Parler de déficience semblerait indiquer que nous serions voués à l'échec, que ce soit dans le contenu de notre échange ou dans le nombre de visiteurs que celui-ci serait en mesure d'attirer. Mais, dans l'échec, il n'y en a toujours pas moins l'aspiration, fût-elle déçue, à la réussite, à une certaine forme de réussite, voire au progrès, l'aspiration à une finalité. L'échec ne brise pas pour autant avec toute visée téléologique, fût-elle celle d'une finalité sans fin. On retombe encore là dans une forme de progression dramatique, dans la séquence narrative minimale de la narratologie : une possibilité s'ouvre ; soit l'actant cherche à réaliser cette possibilité (où l'on en reste à un simple possibilisme), soit il ne cherche pas à la réaliser. Et, dans l'option où il cherche à la réaliser, soit il y réussit, soit il y échoue (et ça repart).

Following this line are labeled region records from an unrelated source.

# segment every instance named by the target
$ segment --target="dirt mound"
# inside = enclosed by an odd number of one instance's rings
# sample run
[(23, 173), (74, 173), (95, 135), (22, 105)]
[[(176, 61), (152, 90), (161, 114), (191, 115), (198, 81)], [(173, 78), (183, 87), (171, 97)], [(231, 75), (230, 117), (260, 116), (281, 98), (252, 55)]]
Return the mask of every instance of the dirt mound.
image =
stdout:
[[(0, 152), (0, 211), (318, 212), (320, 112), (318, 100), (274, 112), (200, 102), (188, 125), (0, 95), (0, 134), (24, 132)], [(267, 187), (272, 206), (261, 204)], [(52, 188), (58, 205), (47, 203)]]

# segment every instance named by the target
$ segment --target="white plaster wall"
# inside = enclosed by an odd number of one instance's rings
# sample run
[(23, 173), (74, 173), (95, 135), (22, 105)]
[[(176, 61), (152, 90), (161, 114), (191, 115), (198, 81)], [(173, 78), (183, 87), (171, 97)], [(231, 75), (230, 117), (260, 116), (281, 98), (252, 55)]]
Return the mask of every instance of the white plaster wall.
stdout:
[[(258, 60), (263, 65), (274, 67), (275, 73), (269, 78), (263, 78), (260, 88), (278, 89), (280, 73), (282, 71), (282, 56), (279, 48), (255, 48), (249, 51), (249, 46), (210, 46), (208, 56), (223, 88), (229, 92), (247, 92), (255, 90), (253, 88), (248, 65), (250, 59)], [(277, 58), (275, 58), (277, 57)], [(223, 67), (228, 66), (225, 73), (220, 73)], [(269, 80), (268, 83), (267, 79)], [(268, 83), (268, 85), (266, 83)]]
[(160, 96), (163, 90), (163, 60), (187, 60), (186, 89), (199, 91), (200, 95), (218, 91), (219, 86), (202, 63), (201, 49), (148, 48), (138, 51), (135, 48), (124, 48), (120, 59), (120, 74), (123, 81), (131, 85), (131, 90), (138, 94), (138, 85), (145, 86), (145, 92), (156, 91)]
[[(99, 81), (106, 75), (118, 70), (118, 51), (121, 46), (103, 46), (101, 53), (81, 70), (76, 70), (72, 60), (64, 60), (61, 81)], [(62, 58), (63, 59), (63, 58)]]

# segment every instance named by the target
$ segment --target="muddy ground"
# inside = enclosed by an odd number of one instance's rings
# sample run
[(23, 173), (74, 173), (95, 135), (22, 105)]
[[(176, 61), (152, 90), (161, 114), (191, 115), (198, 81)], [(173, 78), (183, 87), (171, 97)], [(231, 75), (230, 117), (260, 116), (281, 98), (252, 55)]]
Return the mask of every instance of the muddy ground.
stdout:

Et l'échec lui-même s'avère moteur, facteur à la fois de progression et de progrès ainsi que l'a montré Karl R. Popper (La Logique de la découverte scientifique, 1934, tr. fr. Paris, Payot) pour ce qui est de la recherche scientifique : les sciences « avancent » non tant en confirmant les hypothèses que formulent (à l'encontre de tout empirisme) les chercheurs et qui demandent à être testées, à être expérimentées, mais bien davantage par infirmation desdites hypothèses (quand bien même, selon Thomas Kuhn, « Logique de la découverte ou psychologie de la recherche ? », 1970, La Tension essentielle, Tradition et changement dans les sciences, 1977, tr. fr. Paris, Gallimard, 1990, cela demeurerait seulement le fait de ce qu'il appelle la science normale et ne suffirait pas à mettre historiquement à l'épreuve celle-ci et à « entraîner » un changement de paradigme scientifique, lequel, de toute façon, ne saurait impliquer pour autant nul progrès décisif vers la vérité). Les contre-exemples valent plus que les exemples. Tout comme l'histoire de l'art n'a elle-même été qu'une longue suite d'échecs dénoncés d'une « génération » d'artistes à une autre (à condition, toutefois, d'éviter de tomber dans une conception par trop linéaire de l'histoire de l'art, ce que n'vite pas Kuhn pour ce qui est des sciences) mais qui n'en ont pas moins été ce qui a permis, pour le meilleur et pour le pire, à l'histoire de l'art de se « poursuivre » (là où Ernst Gombrich, L'Art et l'illusion, Psychologie de la représentation picturale, 1959, tr. fr. Paris, Gallimard, 1971, s'est borné pour sa part, en toute conformité à l'observation de Kuhn, à appliquer la démarche par essais et par erreurs théorisée par Popper à la pratique artistique individuelle, quelle que soit pourtant la méfiance également de Kuhn, «Commentaires sur les rapports entre la science et l’art», 1969, La Tension essentielle, op. cit. à l'égard de la modélisation de l'art sur les sciences). Les critiques apportent plus, voire encouragent plus que les louanges.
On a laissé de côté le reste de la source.